US Trade with China has Suffered a $160 Billion Deficit Due to 7-Year Trump-Biden Tariffs
Revisiting the brunt of seven years of trade tensions with China, it appears that U.S. exports to China have seen a conservative decline of $160 billion, with estimates reaching as high as $201 billion based on my analysis of U.S. Census Bureau data.
This analysis offers some insight into the misstep taken by the world's second-largest economy and the United States' third-largest trade partner, helping us better understand the response they might have to an intensified trade dispute.
Since President Trump imposed tariffs on China back in 2018, U.S. exports to China have increased by a sluggish 10.42% up until the departure of former President Biden. In contrast, U.S. exports to the rest of the world saw a robust surge of 33.44%. If U.S. exports to China had maintained the worldwide average growth, it would have yielded an extra $159.92 billion in exports to China.

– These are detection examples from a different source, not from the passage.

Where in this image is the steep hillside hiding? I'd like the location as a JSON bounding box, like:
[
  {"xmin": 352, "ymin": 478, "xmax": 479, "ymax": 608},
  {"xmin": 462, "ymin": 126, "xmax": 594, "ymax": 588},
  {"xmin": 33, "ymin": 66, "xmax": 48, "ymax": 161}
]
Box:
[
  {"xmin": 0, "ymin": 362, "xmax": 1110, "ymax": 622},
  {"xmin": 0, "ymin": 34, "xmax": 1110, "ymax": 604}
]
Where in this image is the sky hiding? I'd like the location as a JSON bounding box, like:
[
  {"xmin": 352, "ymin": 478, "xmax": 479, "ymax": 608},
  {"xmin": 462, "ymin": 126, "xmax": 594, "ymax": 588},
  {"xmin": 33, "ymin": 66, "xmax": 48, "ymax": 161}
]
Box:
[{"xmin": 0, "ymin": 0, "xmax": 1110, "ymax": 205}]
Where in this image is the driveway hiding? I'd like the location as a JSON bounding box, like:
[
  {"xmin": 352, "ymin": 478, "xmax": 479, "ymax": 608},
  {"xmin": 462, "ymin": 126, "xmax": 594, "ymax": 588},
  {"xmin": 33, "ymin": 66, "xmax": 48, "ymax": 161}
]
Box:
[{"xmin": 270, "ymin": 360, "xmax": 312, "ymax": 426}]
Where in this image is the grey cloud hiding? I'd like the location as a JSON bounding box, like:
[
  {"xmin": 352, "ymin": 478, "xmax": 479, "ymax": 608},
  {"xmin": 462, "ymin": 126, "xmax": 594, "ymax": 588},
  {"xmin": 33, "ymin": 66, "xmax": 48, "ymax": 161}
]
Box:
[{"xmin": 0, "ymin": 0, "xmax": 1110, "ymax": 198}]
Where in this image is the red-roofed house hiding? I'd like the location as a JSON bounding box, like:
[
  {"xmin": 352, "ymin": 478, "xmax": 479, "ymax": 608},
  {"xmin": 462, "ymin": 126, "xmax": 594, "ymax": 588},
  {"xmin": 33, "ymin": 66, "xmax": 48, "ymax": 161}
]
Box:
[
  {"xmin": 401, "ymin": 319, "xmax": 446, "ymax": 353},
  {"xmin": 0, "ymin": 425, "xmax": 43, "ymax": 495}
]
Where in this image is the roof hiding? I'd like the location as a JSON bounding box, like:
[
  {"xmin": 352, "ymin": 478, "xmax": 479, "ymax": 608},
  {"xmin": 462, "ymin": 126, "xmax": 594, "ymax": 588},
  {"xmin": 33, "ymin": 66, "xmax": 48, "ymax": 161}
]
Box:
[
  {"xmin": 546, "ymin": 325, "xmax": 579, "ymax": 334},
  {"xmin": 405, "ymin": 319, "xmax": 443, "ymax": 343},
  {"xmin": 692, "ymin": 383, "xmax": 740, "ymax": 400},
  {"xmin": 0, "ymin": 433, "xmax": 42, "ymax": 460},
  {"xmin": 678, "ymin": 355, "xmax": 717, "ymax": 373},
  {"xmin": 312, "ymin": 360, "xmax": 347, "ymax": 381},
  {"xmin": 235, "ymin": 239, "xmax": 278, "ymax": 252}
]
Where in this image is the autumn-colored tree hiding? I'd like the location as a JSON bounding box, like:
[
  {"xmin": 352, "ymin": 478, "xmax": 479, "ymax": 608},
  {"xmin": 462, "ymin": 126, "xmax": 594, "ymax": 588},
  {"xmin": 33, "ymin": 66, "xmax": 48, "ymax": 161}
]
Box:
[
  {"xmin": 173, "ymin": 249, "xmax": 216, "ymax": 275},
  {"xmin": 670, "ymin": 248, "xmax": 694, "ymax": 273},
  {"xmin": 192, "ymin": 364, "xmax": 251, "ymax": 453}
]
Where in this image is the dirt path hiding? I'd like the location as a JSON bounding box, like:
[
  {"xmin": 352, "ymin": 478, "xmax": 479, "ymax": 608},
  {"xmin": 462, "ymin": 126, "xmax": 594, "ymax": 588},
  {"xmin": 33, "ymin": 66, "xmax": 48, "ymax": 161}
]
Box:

With the seven-year period before the trade war (2010-2017) in mind, it is likely that U.S. exports to China would have grown even further, totaling an estimated $201.50 billion in additional exports.
Dive into the commodities that fared poorly and excelled during the seven years of tariffs to gain a glimpse of the potential consequences should the United States and China continue down a path of trade escalation rather than deescalation or maintaining the status quo.
When weighing the impact on imports from China, it's fair to say they have taken a heavy hit, with declines totaling as much as $772.90 billion. Some might interpret the decline in U.S. exports to China as 'collateral damage,' a term often used in warfare.
Yet, others would argue that the decline in U.S. exports isn't as significant as it seems, that China is manipulating the "country of origin" labeling. This argument is supported by the uptick in U.S. imports from Vietnam, Taiwan, Japan, and other countries, corresponding to declines in specific Chinese commodities.
Interestingly, though U.S. imports from China have plummeted, they have not dragged down the overall U.S. trade deficit, which continues to grow, reaching a staggering $1.20 trillion in 2024. Despite the drop in trade with China, U.S. trade overall surpassed the $5 trillion mark in 2024, underscoring its resilience.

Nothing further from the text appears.